The Hollywood system was a rigid, impenetrable system that suffered from reverse agism and a certain lack of raw creativity until a group of maverick filmmakers changed movies forever in the 1970s. Steven Spielberg, Francis Ford Coppola, Brian De Palma, and a young George Lucas were a crucial part of a new movement in cinema that captured the public's imagination like never before. Spielberg and Lucas didn't invent the blockbuster with "Jaws" and "Star Wars," but they certainly provided a new model for Hollywood that's still being followed today. When Bruce the mechanical shark in "Jaws" kept malfunctioning out in the open waters of the Atlantic, the production seemed doomed. The outtakes alone make the famously troubled production seem amateurish and frankly laughable. Then, "Jaws" became a sensation all over the globe.

With nine saga films, multiple spinoffs, and a continuous onslaught of Disney+ TV show, it's worth remembering that the first "Star Wars" was a massive risk for George Lucas and 20th Century Fox Studios when production started in 1976. The documentary "Elstree 1976" offers some insight into what it was like for some of the actors and extras at the famed Elstree Studios just outside of London, but doesn't quite capture the general mood on set at the time. Most of the English crew were older and fairly workmanlike, leaving Lucas and his young band of ILM upstarts to fend for themselves.

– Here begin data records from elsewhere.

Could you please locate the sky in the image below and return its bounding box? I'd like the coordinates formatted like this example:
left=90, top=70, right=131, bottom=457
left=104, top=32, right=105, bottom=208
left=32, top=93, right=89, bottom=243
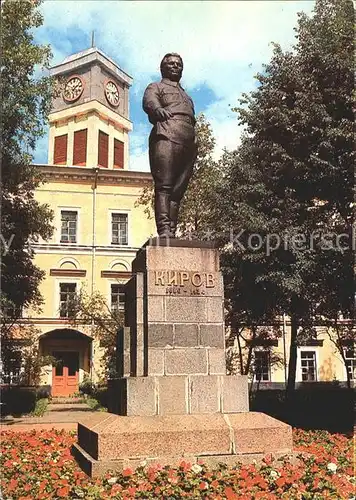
left=34, top=0, right=314, bottom=171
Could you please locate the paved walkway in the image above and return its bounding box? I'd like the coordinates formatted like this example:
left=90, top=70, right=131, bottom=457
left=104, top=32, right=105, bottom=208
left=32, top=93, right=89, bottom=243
left=0, top=402, right=98, bottom=431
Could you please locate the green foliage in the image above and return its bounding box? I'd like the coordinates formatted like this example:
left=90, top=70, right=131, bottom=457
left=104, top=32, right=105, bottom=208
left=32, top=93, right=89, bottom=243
left=31, top=398, right=48, bottom=417
left=85, top=397, right=108, bottom=411
left=216, top=0, right=355, bottom=387
left=0, top=0, right=54, bottom=323
left=136, top=114, right=222, bottom=238
left=1, top=320, right=55, bottom=386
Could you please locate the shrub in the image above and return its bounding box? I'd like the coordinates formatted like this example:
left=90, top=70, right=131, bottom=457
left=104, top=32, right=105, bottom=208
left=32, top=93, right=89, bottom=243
left=32, top=398, right=48, bottom=417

Granted, without the finished effects and completed models from the art department, it probably looked like a nearly impossible task to transfer illustrator Ralph McQuarrie's truly awesome concept art onto the screen. Fortunately, Lucas' determination and his team of artists rose above the behind-the-scenes snickering to achieve a level of movie magic that had never been seen before.

'We have to keep going.'

The official keepers of canon over at StarWars.com compiled an oral history of the Battle of Hoth for the 40th anniversary of "Star Wars: The Empire Strikes Back" featuring some telling quotes from George Lucas himself. Regarded as one of the best sequels ever made, there was no guarantee that the creator of "Star Wars" would even get the first film off the ground, let alone a second, more ambitious follow-up. "On the first one, the production crew on the set, except for the art department, just thought it was a joke," Lucas remembered. "And they were not that interested in the movie or helping or doing anything except getting their paycheck."

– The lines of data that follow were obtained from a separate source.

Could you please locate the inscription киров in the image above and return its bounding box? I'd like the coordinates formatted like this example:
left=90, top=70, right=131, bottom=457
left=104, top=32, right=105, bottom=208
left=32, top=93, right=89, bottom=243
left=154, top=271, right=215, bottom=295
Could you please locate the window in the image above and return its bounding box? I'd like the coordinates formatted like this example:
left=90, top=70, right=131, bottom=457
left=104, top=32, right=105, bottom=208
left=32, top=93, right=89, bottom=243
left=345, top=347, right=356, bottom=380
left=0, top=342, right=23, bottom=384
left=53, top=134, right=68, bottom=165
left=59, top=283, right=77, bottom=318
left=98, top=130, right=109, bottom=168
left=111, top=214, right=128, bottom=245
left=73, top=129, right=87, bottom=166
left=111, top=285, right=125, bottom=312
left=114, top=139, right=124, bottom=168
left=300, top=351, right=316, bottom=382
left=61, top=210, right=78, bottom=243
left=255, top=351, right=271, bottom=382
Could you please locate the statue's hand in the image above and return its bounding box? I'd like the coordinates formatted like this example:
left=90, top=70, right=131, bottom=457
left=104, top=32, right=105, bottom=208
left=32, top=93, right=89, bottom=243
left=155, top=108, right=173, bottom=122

To be fair, there shouldn't be too much made of the production crew's lack of support, even if that kind of silent rebellion can lead to a completely demoralizing atmosphere on set. Most, if not all, of the interiors for "Star Was: A New Hope" were shot at EMI's British studios where John Williams' pulse-pounding score was also recorded. Didn't any of the crew get a chance to hear the fanfare of the "Main Title" or the quiet grace of "Princess Leia's Theme?" Apparently not.

The decidedly lackluster blue-collar mentality of the UK crew didn't keep the "ILMers" (as Lucas called them) from staying the course. "They knew we were doing something that had never been done before and so that excited them and that kept their morale up," Lucas explained. "And even though we went through some very hard setbacks, I had to go up and be a parent and say, 'We can do this. We're not going to give up. We have to keep going.'" Maybe Vader's famous line, "I find your lack of faith disturbing" finally has an origin story.